Going Solar for the Future
One Fargo family wants the sun to be the future of energy in the valley.
They’re showing off their home as proof that solar power can succeed, even during a North Dakota winter.
The Bagu family installed solar panels on their home about five years ago they say for the environment, the economy, and for their family’s health.
He says he did it for her.
“If we use renewable energy,” says John Bagu, “we will have a less toxic environment for our children.”
So his five-year-old daughter Mira can grow up in a world with less pollution.
“This is the best money I’ve ever spent in my life,” he says.
Solar panels produced more energy in 2015 than John Bagu’s home used.
He opened his home, in partnership with the Citizens Climate Lobby, hoping to be an example for others
Bill Schwankl with Alternative Energy Services says about 25 homes in F-M area have gone solar in the past five years.
“About 10 years ago prices started coming down,” Schwankl explains, “and as energy prices went up it made more and more sense.”
Bagu spent about $35,000 on his set-up, with enough batteries to store half a day’s worth of energy.
But you don’t need to break the bank.
“I encourage people to start with something and add more because it’s very scalable,” Schwankl adds.
Some may say Fargo isn’t the best place for solar power because of short days during long winters.
But the Bagus say no matter what, even if it’s cloudy and overcast outside; they usually generate enough energy to power their home.

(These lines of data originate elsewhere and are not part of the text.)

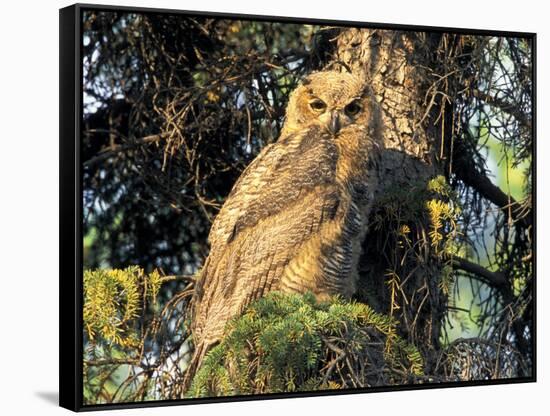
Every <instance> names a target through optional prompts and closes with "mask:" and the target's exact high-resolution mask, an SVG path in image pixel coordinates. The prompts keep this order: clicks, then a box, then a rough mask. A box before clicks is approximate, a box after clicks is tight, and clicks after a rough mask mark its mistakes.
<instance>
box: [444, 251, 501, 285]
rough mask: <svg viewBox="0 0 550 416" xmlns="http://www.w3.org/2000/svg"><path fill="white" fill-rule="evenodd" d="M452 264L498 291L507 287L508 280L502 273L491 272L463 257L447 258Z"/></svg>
mask: <svg viewBox="0 0 550 416" xmlns="http://www.w3.org/2000/svg"><path fill="white" fill-rule="evenodd" d="M446 258H447V259H449V260H450V261H451V263H452V265H453V266H454V267H456V268H458V269H461V270H464V271H465V272H468V273H471V274H474V275H476V277H478V278H479V280H481V281H482V282H483V283H486V284H488V285H489V286H491V287H494V288H496V289H502V288H505V287H507V284H508V279H506V276H505V275H504V273H501V272H492V271H491V270H488V269H486V268H485V267H483V266H480V265H479V264H477V263H474V262H471V261H470V260H466V259H464V258H462V257H457V256H446Z"/></svg>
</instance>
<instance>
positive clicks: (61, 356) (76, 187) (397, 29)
mask: <svg viewBox="0 0 550 416" xmlns="http://www.w3.org/2000/svg"><path fill="white" fill-rule="evenodd" d="M84 11H117V12H134V13H143V14H169V15H178V16H190V17H213V18H224V19H239V20H257V21H269V22H282V23H298V24H319V25H335V26H342V27H368V28H380V29H396V30H410V31H430V32H445V33H461V34H472V35H500V36H513V37H523V38H528V39H530V40H531V42H532V48H533V49H532V59H533V65H532V68H533V73H532V80H533V96H532V115H533V121H532V123H533V129H532V131H533V132H532V135H533V160H534V163H533V166H536V34H535V33H527V32H508V31H494V30H482V29H464V28H447V27H432V26H416V25H399V24H386V23H367V22H355V21H339V20H325V19H311V18H298V17H282V16H260V15H246V14H228V13H214V12H198V11H183V10H170V9H157V8H142V7H123V6H105V5H93V4H75V5H71V6H68V7H65V8H62V9H60V11H59V34H60V39H59V66H60V71H59V100H60V102H59V127H60V137H59V140H60V142H59V157H60V162H59V170H60V174H59V187H60V188H59V189H60V200H59V204H60V210H59V224H60V228H59V238H60V245H59V253H60V255H59V270H60V272H59V295H60V296H59V298H60V303H59V325H60V332H59V333H60V338H59V345H60V347H59V362H60V367H59V404H60V406H62V407H64V408H67V409H70V410H73V411H93V410H108V409H123V408H141V407H155V406H171V405H184V404H199V403H213V402H233V401H248V400H259V399H261V400H267V399H277V398H296V397H312V396H328V395H344V394H361V393H370V392H387V391H401V390H420V389H434V388H449V387H461V386H488V385H498V384H511V383H528V382H536V380H537V375H536V369H537V365H536V364H537V351H536V331H535V334H533V337H532V339H531V342H532V343H533V349H532V351H533V352H534V354H533V355H534V356H533V368H532V376H531V377H524V378H514V379H500V380H480V381H470V382H457V383H455V382H453V383H437V384H425V385H422V384H416V385H402V386H391V387H372V388H368V389H354V390H337V391H322V392H319V391H317V392H305V393H276V394H263V395H257V396H256V395H252V396H231V397H216V398H206V399H184V400H169V401H147V402H135V403H121V404H105V405H103V404H102V405H84V404H83V385H82V379H83V369H82V361H83V352H82V349H83V343H82V331H83V316H82V308H83V282H82V279H83V243H82V241H83V240H82V239H83V235H82V218H83V207H82V164H81V158H80V137H81V135H82V130H81V120H82V117H83V104H82V95H83V94H82V59H81V58H82V14H83V12H84ZM532 188H533V189H532V190H533V193H532V195H533V206H536V194H535V189H536V171H535V170H534V171H533V180H532ZM533 227H534V228H535V230H536V211H534V212H533ZM533 252H534V253H536V239H535V241H533ZM533 264H534V268H535V269H534V275H535V284H534V286H533V292H534V293H533V308H534V314H533V326H534V327H535V328H536V298H537V292H536V259H535V258H533Z"/></svg>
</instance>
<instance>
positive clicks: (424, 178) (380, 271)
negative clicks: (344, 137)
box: [329, 29, 445, 371]
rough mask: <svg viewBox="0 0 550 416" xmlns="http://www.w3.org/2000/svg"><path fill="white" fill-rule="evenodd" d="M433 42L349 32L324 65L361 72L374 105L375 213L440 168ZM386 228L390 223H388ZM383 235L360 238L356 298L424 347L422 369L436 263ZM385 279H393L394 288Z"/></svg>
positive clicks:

“We’re gonna get about 20 kilowatt hours today, and this is a cloudy day,” Bagu says, “and it covers my energy for the day.”
Even during the heart of winter, solar panels provide three quarters of the energy his home uses.
He saves $1,000 a year in energy costs.
He adds, “It pays for itself in like a decade or something like that.”
Bagu compares solar energy to the internet. He wants more people to sign on, so energy, like information online, can be shared back and forth.
Bagu’s solar panels mean he has electricity even during a power outage.
Plus, he points out, that the panels are hardly noticeable, and won’t be an eyesore in local neighborhoods.